Angianthus halophilus is a species of flowering plant in the family Asteraceae, and is endemic to the south-west of Western Australia. It is an erect to spreading annual herb with soft, succulent, linear to lance-shaped leaves, oval to hemispherical compound heads of 30 to 60 yellow flowers, and egg-shaped achenes with the narrower end towards the base.

==Description==
Angianthus halophilus is an annual herb with erect to spreading stems 15–50 mm long and densely covered with cottony hairs at first, becoming sparser with age. The leaves are arranged in opposite pairs, soft and succulent, linear to lance-shaped and 0.5–1 mm wide, the leaves at the base of the plant 4–7 mm long and stem leaves 4–5 mm wide. The flowers are yellow and borne in oval to hemispherical compound heads of 30 to 60 pseudanthia, the heads 6–8 mm wide. There are four concave bracts about 2 mm long at the base of the pseudanthia. Flowering occurs in October and November, and the achenes are more or less egg-shaped with the narrower end towards the base, about 0.8 mm long and 0.3 mm wide but without a pappus.

==Taxonomy==
Angianthus halophilus was first formally described in 2004 by Gregory Keighery in the journal Nuytsia from specimens collected on the western edge of Lake King in 1983. The specific epithet (halophilus) means 'salt loving', "a reference to the saline gypsum dunes where this species occurs".

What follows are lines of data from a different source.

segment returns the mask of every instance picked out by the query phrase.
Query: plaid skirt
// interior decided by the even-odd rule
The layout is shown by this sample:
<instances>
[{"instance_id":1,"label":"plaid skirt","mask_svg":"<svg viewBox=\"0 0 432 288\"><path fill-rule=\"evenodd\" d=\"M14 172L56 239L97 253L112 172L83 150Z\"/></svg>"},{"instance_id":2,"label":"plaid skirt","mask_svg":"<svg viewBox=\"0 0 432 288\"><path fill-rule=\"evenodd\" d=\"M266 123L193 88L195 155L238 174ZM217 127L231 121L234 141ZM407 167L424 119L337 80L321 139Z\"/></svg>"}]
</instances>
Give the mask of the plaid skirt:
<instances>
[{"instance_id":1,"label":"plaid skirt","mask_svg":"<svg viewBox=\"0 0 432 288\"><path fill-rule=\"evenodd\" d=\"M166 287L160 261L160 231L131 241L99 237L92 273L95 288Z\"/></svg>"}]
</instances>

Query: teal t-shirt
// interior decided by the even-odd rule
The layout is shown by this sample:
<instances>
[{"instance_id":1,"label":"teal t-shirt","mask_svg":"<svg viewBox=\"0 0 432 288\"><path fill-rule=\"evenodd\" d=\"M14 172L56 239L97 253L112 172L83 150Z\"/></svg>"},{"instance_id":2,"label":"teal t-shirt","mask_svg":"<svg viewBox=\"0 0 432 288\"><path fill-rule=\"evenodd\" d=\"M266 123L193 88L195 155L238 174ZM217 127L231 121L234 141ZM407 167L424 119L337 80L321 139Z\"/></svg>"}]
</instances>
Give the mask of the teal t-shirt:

==Distribution and habitat==
This species of Angianthus occurs on low, gypsum-rich dunes in saline lakes in shrubland in Lake Cairlocup, Lake Grace and Lake King in the Mallee bioregion in the south-west of Western Australia.

==Conservation status==
Angianthus halophilus is listed as "Priority Three" by the Government of Western Australia, Department of Biodiversity, Conservation and Attractions, meaning that it is poorly known and known from only a few locations but is not under imminent threat.